The Dragon spacecraft set for launch next week is the final first-generation version of the cargo ship built by SpaceX. The company plans to deliver supplies to the station with reused capsules on future missions, until a new-generation vehicle is ready.

Monday’s launch will be the 11th flight of a Falcon 9 rocket this year, but the first since July 5, the longest gap between SpaceX missions since the start of 2017.

The rapid-fire pace of Falcon 9 flights has allowed SpaceX to catch up on its launch manifest after groundings in 2015 and 2016 in the wake of two rocket failures, which combined to delay the company’s schedule nearly one year.

Upgrades at the U.S. Air Force’s Eastern Range led to the lull in launch activity in the last few weeks at Cape Canaveral, and no missions were ready for liftoff once the military range re-opened in mid-July. SpaceX took advantage of the downtime to accelerate demolition of disused shuttle-era structures at pad 39A, which the company leased from NASA in 2014 in a 20-year agreement.

The launch rate should ramp up again in the coming weeks if schedules hold.

A separate SpaceX crew at Vandenberg Air Force Base in California is preparing for a Falcon 9 launch Aug. 24 with Formosat 5, a Taiwanese Earth-imaging satellite.

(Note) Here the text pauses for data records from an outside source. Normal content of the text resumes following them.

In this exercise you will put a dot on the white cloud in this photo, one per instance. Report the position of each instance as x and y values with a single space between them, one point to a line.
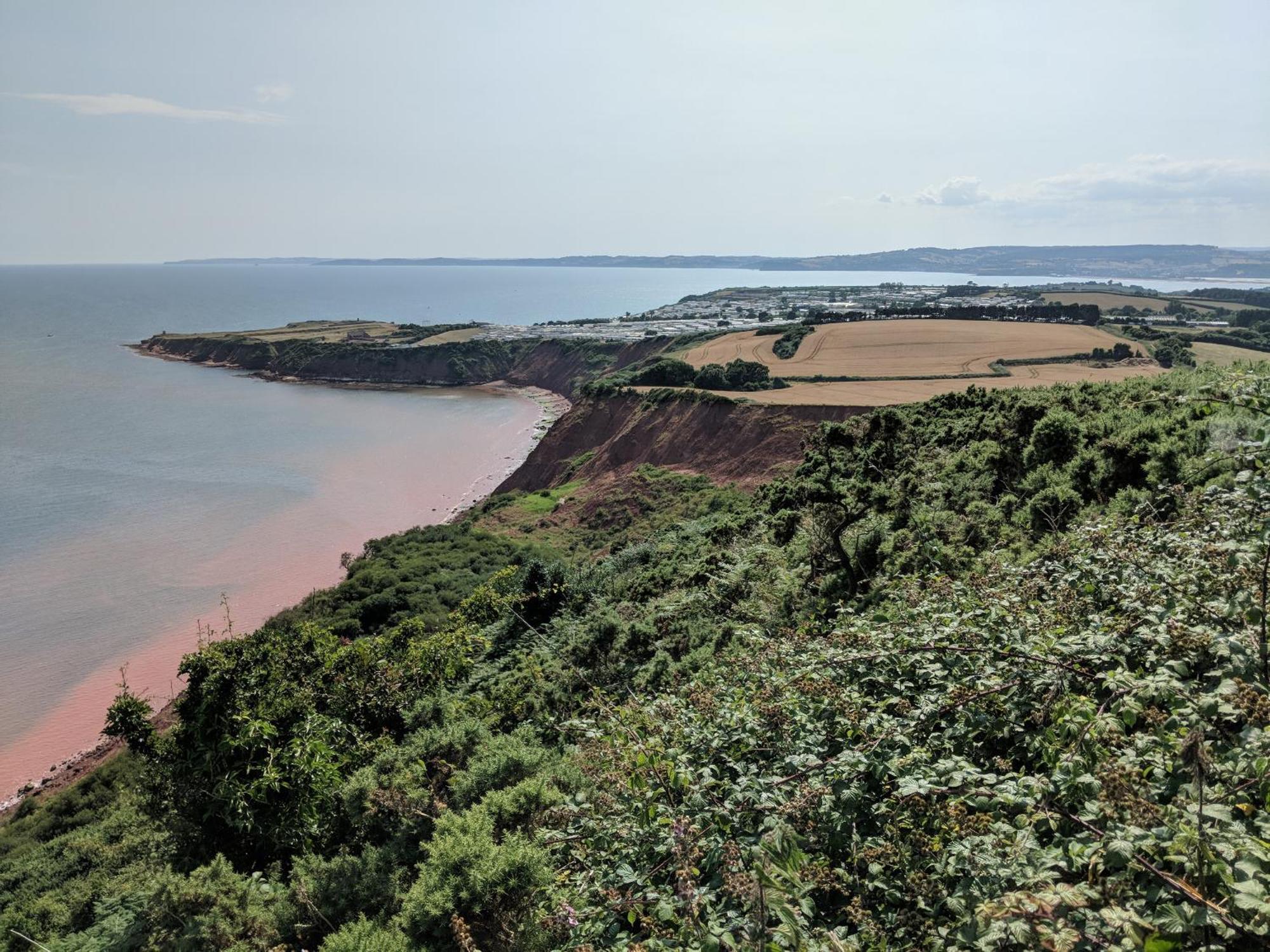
274 92
1158 178
961 190
1149 181
126 105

Up to three Falcon 9 flights are on tap in September, beginning Sept. 7 with the launch from Florida of the Air Force’s reusable X-37B spaceplane, an unpiloted winged spacecraft that has previously flown into low Earth orbit on United Launch Alliance Atlas 5 rockets and returned for landings on a runway.

Another Falcon 9 mission from Florida’s Space Coast is scheduled for no earlier than Sept. 27 with the SES 11 communications satellite, also known as EchoStar 105. It will fly on a previously-launched Falcon 9 booster, marking the third time SpaceX will reuse one of its first stages.

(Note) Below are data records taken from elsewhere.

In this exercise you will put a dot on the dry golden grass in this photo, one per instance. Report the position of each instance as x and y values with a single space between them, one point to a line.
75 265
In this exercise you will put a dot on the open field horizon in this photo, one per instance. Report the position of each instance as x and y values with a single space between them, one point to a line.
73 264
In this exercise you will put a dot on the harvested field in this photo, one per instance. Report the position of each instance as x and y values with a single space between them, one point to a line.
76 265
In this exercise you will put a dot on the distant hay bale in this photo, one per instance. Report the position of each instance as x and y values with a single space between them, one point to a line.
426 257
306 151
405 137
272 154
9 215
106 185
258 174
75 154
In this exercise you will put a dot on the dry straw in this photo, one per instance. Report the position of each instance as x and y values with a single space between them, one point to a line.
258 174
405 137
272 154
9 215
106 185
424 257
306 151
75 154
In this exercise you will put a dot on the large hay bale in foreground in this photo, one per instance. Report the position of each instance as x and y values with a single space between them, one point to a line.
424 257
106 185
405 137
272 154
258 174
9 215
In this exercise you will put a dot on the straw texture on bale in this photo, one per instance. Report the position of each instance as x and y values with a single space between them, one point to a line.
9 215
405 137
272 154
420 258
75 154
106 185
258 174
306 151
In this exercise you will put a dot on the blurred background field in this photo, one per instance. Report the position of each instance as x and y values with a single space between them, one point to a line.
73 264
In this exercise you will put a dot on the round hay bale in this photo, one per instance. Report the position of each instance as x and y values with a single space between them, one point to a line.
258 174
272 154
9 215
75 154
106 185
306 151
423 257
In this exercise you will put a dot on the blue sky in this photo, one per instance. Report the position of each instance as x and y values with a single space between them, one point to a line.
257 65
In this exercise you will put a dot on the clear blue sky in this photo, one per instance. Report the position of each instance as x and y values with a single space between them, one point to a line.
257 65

And the next batch of 10 next-generation Iridium voice and data relay satellites will fire into orbit from Vandenberg no sooner than Sept. 30.

Meanwhile, ULA’s next Atlas 5 launch is on track for Aug. 18 from pad 41 at Cape Canaveral with NASA’s TDRS-M communications craft to provide links with the space station and other orbiting scientific satellites when they are out of range of ground stations.

An Orbital ATK Minotaur 4 rocket is being stacked at Cape Canaveral’s pad 46 for an Aug. 25 blastoff with a military space surveillance mission.